Charles River Peninsula, Needham, MA
Being chair of an academic department is time-consuming and the first sacrifice has been regular outings into the outdoors (of course the cold and snow don't help). But it is now spring break and while there is still work to be done, I do have a little more room for adventure. Starting today.

Wood ducks, Charles River Peninsula, Needham, MA
Now that the Charles River is losing its ice cover, wood ducks are beginning to filter in (and mergansers, hooded and common moving through).
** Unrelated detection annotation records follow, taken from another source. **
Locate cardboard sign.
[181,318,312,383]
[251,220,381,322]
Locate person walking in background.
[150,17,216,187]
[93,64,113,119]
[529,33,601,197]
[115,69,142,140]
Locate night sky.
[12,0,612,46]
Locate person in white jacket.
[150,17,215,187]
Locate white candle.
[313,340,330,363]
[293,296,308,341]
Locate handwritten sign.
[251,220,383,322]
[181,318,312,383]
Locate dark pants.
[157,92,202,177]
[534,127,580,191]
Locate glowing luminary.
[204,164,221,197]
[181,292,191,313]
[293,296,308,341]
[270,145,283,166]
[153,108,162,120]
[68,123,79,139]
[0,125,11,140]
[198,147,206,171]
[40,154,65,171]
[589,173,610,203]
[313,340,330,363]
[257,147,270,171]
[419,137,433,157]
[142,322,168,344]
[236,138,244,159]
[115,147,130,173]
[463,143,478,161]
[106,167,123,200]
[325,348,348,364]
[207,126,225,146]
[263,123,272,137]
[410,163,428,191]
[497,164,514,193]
Singing song sparrow, Charles River Peninsula, Needham, Ma
And birdsong is back. I recorded some particularly delightful moments, embedded below:

A loud Carolina wren, in chorus with a song sparrow and a red-winged blackbird.
A woods of echoing tufted titmouse whistles.
My favorite early spring sound: black-capped chickadees sing-songing.
Tunnel, Cutler Park, Needham, MA
And then in the afternoon (this is where the relatively free schedule comes in) I shuffled through the snowy trails of lower Cutler. I love the barren wintery scene there, particularly of Pine Island across the wetland and its skeletal birches.

Pine Island, Dedham, MA
Bird activity was limited (it was mid-day after all) but I did hang with a noisy golden-crowned kinglet for a while (embedded below).
If you listen to the end you'll get a surprise. Spring must truly be here.


Josh Fecteau said...

I enjoyed this post, including the bonus bird sounds at the end of the final clip. The Green Season is indeed near.

--Josh (

Peter Oehlkers said...

Thanks. Wasn't looking for killdeer but there it was.
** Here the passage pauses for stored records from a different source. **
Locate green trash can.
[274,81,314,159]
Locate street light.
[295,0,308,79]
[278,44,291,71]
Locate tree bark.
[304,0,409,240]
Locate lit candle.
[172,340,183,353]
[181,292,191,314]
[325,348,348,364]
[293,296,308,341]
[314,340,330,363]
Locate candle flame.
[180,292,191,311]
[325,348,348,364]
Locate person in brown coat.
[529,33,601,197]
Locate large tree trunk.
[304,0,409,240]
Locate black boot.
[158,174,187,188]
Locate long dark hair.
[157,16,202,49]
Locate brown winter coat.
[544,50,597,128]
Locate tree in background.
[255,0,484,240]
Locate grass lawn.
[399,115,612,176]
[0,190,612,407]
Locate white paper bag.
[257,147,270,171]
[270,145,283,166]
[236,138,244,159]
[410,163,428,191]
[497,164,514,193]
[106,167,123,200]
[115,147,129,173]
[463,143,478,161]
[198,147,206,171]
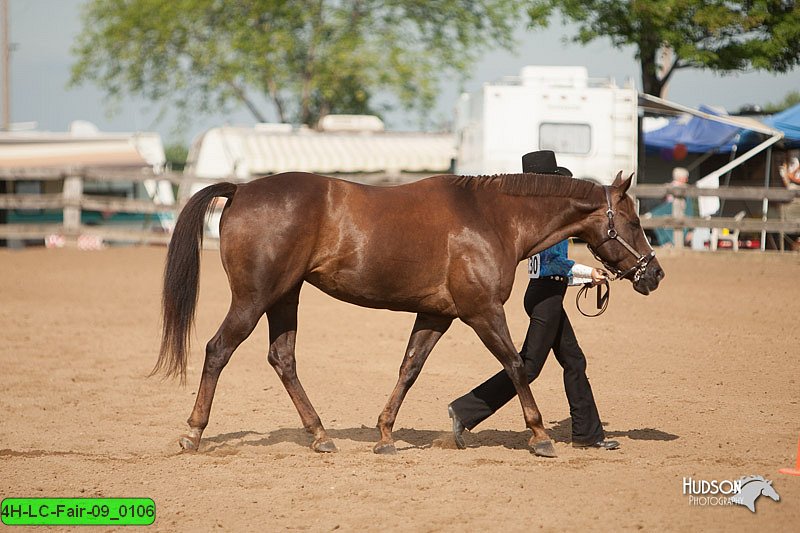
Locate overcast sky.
[9,0,800,144]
I hear reports that woodcocks have already started displaying, yet more proof that it is no longer winter.

Josh Fecteau said...

Indeed, last Tuesday evening I heard both American Woodcocks and Killdeer vocalizing near my home.


Matt said...

I enjoyed the gc kinglet recording! Sounded like a little snippet of song mixed into mostly call notes.

Peter Oehlkers said...

Yes! it would do a little songish phrase every ten utterances or so.